Des revenus fixes et équitables

Des salaires honnêtes et corrects sont une revendication légitime des travailleurs. Nous avons besoin d’un revenu fixe et certain pour vivre.

Négocier à tous les étages

A la CSC, nous œuvrons à la hausse des salaires au niveau des secteurs et, si possible, dans l’entreprise ou l’institution:
  • Négocier au niveau national nous permet de faire bénéficier les secteurs et les revenus plus faibles des avancées économiques.
  • Négocier dans les secteurs nous permet de concilier les accords nationaux avec les possibilités sectorielles, et de les appliquer aux grandes et petites entreprises du secteur.
  • Quand c’est possible, nous tentons d’obtenir des marges supplémentaires pour poursuivre la concertation dans les entreprises et les institutions.

Maintenir l’indexation automatique

La CSC réclame des hausses de salaires afin de garantir le pouvoir d’achat des travailleurs. A commencer par ceux dont les salaires sont les moins élevés, à travers le maintien de l’indexation salariale.
Le saut d’index est injuste parce qu’il ne touche que les travailleurs et les allocataires sociaux, donc pas les revenus des indépendants, des professions libérales, des capitaux et des bailleurs. C’est pourquoi nous exigeons sa suppression.

Mettre fin à l’écart salarial hommes-femmes

Dans les entreprises et institutions, la CSC entend effacer les écarts salariaux injustifiés entre hommes et femmes. Un plan d’action concrétisé par le rapport sur l’écart salarial, obligatoirement soumis à tous les conseils d’entreprise, permet de révéler ces disparités injustes. Le principe «A travail égal, salaire égal» doit s’appliquer à tous. Nous souhaitons examiner et corriger les classifications de fonctions afin de supprimer toute forme de discrimination. Le salaire ne devrait pas seulement tenir compte des diplômes officiels, mais également des compétences, de manière équitable.

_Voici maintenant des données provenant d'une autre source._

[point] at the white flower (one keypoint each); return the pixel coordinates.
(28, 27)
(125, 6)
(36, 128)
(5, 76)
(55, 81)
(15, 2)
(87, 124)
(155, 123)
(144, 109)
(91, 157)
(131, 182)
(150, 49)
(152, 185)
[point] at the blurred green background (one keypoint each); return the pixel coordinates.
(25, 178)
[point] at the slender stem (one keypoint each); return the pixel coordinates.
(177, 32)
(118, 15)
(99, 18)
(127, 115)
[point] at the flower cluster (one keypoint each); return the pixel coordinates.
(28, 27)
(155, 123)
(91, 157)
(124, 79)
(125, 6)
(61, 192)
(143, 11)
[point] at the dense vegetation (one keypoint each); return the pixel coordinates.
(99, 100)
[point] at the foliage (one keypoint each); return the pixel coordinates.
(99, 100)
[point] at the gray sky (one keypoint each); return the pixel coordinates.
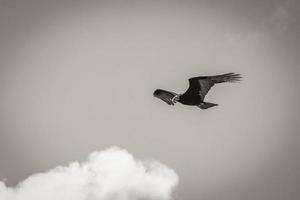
(78, 76)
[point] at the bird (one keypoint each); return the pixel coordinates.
(198, 88)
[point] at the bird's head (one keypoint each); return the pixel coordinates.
(169, 97)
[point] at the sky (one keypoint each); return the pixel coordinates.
(78, 77)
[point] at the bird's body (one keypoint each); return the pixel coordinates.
(198, 88)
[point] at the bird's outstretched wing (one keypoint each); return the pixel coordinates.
(166, 96)
(202, 84)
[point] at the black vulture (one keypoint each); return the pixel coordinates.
(198, 88)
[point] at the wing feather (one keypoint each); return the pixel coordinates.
(202, 84)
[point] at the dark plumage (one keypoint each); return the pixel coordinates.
(198, 88)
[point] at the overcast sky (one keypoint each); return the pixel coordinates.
(78, 76)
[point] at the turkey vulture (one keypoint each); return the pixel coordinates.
(198, 88)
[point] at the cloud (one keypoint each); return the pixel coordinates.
(112, 174)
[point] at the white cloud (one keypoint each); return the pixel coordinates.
(112, 174)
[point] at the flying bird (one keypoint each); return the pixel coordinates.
(198, 88)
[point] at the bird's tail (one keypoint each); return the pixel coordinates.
(229, 77)
(206, 105)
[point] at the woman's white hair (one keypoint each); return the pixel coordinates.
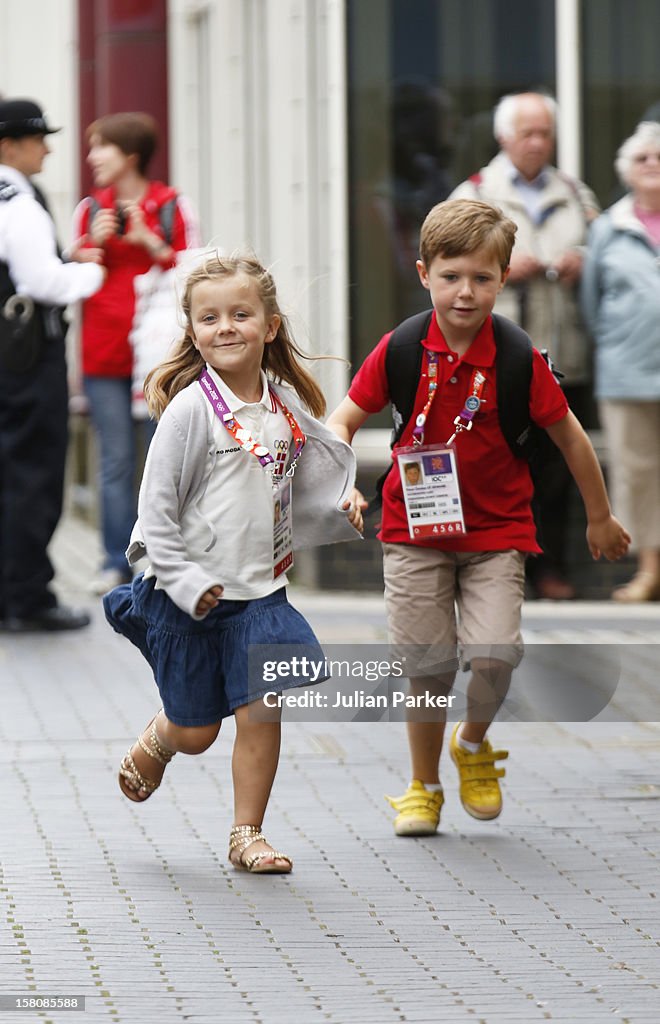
(507, 112)
(646, 135)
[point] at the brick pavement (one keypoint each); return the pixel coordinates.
(548, 913)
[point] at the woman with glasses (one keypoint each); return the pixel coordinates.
(621, 304)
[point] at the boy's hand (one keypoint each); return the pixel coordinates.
(608, 538)
(209, 600)
(355, 506)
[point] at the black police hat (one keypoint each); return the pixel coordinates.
(23, 117)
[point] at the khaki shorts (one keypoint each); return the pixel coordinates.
(445, 608)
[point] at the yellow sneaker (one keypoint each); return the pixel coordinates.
(419, 810)
(480, 794)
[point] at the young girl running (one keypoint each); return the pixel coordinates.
(229, 437)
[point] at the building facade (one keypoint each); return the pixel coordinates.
(318, 132)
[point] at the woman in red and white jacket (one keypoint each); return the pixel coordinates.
(138, 223)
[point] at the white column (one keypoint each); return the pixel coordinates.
(569, 140)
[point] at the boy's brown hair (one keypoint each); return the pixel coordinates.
(460, 226)
(132, 132)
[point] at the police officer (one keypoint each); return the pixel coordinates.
(35, 286)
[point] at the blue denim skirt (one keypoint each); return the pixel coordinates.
(203, 669)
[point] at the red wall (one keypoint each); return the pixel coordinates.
(123, 67)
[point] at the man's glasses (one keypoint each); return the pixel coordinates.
(644, 158)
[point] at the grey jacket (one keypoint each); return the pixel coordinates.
(547, 310)
(179, 464)
(620, 295)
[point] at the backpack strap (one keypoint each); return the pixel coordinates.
(514, 378)
(166, 216)
(402, 368)
(7, 192)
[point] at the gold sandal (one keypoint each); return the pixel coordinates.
(129, 770)
(240, 839)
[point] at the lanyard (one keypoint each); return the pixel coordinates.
(466, 417)
(243, 436)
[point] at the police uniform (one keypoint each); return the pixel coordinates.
(33, 387)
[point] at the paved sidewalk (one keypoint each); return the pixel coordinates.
(552, 912)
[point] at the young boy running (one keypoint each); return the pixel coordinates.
(454, 549)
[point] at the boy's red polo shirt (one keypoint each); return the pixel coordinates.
(495, 486)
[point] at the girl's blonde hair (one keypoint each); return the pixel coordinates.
(280, 358)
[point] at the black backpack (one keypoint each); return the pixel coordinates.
(513, 379)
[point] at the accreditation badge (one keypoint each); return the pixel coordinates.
(431, 491)
(282, 528)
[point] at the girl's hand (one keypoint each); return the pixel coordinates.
(355, 506)
(209, 600)
(104, 224)
(608, 538)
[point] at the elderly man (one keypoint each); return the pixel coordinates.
(552, 211)
(35, 285)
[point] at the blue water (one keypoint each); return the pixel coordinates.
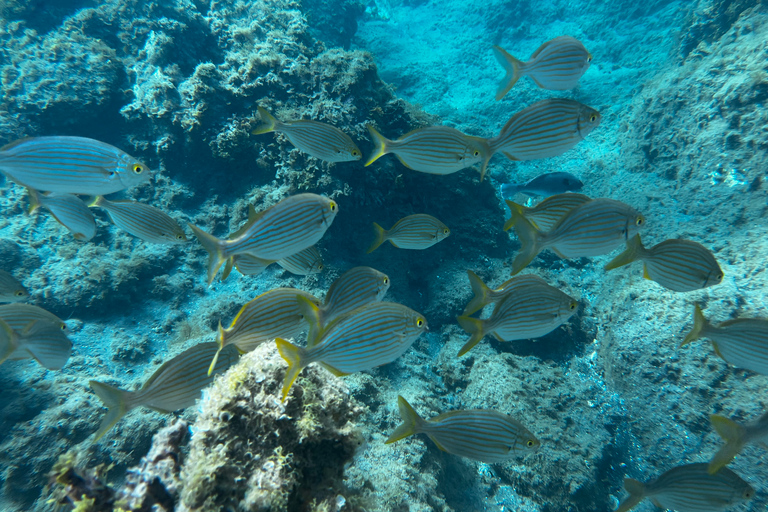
(681, 87)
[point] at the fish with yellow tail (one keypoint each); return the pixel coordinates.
(367, 337)
(591, 229)
(320, 140)
(736, 437)
(741, 342)
(679, 265)
(689, 488)
(177, 384)
(532, 310)
(547, 213)
(478, 434)
(556, 65)
(292, 225)
(419, 231)
(434, 150)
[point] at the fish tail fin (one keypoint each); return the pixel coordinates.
(380, 143)
(215, 248)
(475, 327)
(115, 400)
(530, 241)
(699, 323)
(269, 123)
(411, 422)
(381, 237)
(512, 67)
(633, 252)
(636, 492)
(733, 435)
(481, 291)
(293, 355)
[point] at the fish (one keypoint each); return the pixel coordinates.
(418, 231)
(689, 488)
(546, 129)
(556, 65)
(292, 225)
(177, 384)
(547, 213)
(40, 340)
(433, 150)
(317, 139)
(11, 290)
(272, 314)
(357, 287)
(71, 165)
(485, 295)
(144, 221)
(478, 434)
(69, 210)
(736, 437)
(679, 265)
(545, 185)
(367, 337)
(591, 229)
(533, 310)
(741, 342)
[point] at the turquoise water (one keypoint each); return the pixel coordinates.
(681, 88)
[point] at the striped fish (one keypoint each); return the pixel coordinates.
(290, 226)
(736, 437)
(418, 231)
(533, 310)
(689, 488)
(357, 287)
(370, 336)
(317, 139)
(270, 315)
(68, 210)
(680, 265)
(545, 129)
(548, 212)
(478, 434)
(143, 221)
(591, 229)
(70, 165)
(741, 342)
(433, 150)
(42, 341)
(11, 290)
(303, 263)
(485, 295)
(177, 384)
(557, 65)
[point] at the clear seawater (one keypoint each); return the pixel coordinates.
(682, 90)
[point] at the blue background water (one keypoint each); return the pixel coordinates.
(681, 88)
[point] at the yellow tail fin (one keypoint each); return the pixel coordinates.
(115, 400)
(411, 422)
(636, 492)
(293, 355)
(473, 326)
(215, 248)
(270, 123)
(481, 291)
(512, 67)
(634, 251)
(381, 237)
(380, 143)
(699, 323)
(733, 435)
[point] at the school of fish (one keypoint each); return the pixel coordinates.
(352, 328)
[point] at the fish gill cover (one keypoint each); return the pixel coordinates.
(680, 88)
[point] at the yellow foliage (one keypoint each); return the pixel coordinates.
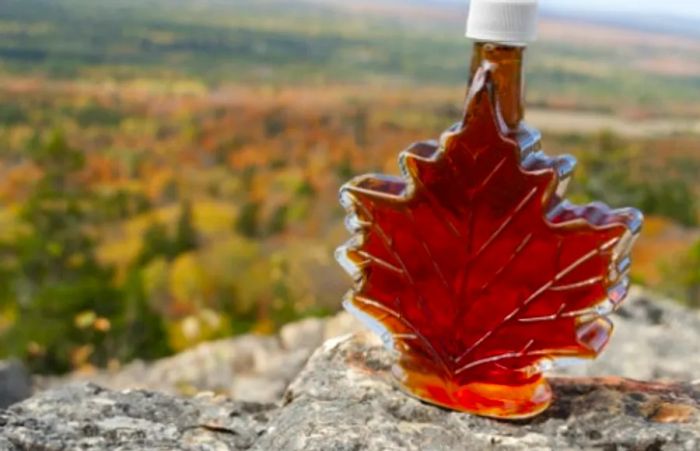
(202, 326)
(188, 282)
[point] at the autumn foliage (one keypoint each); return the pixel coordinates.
(477, 270)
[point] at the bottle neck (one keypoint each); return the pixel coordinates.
(508, 76)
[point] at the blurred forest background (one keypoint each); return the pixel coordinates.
(169, 169)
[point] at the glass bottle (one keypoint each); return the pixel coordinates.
(471, 266)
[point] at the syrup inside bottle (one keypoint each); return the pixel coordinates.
(472, 268)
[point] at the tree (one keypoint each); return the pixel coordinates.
(56, 277)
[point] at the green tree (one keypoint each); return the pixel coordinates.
(56, 277)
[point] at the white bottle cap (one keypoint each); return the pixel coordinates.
(504, 21)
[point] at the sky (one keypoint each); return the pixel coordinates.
(683, 8)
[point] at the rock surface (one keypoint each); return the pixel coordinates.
(85, 417)
(247, 368)
(344, 399)
(654, 339)
(15, 383)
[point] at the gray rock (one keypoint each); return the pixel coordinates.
(344, 399)
(250, 368)
(87, 417)
(15, 383)
(654, 338)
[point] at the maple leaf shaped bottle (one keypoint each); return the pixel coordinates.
(472, 266)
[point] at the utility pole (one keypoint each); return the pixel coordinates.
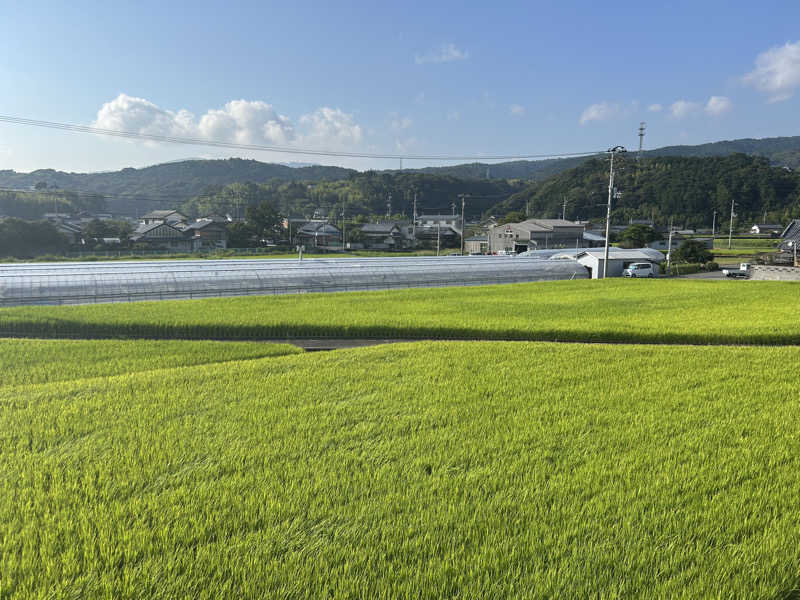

Contribuer honnêtement à la sécurité sociale

Il faut également mettre un terme aux autres déséquilibres salariaux. D’abord, en augmentant les salaires les plus bas et en limitant les salaires élevés des dirigeants. De même, nous voulons freiner le remplacement des salaires par de soi-disant «avantages extralégaux» non assujettis aux cotisations normales de sécurité sociale, car ces systèmes menacent le financement de la sécurité sociale. Par ailleurs, nous ne sommes pas favorables aux salaires variables, à la rémunération à la prestation ou à la participation aux bénéfices. Les gens veulent obtenir un revenu sûr et pouvoir disposer librement de leur argent. La mise en œuvre éventuelle de la rémunération variable et de la participation aux bénéfices requiert une convention collective, une concertation claire et de qualité, ainsi que des critères objectifs.
Nous voulons des salaires soumis à toutes les cotisations de sécurité sociale, pleines et entières, parce que nous entendons contribuer honnêtement à une sécurité sociale solide, et parce que les pensions, les indemnités de maladie, les allocations de chômage, les indemnités en cas d’accident du travail sont calculées en fonction du salaire sur lequel des cotisations sociales sont prélevées.
Nous voulons plus de transparence concernant les barèmes, les revenus et tous les avantages et indemnités, à travers un document officiel tel que le bilan social.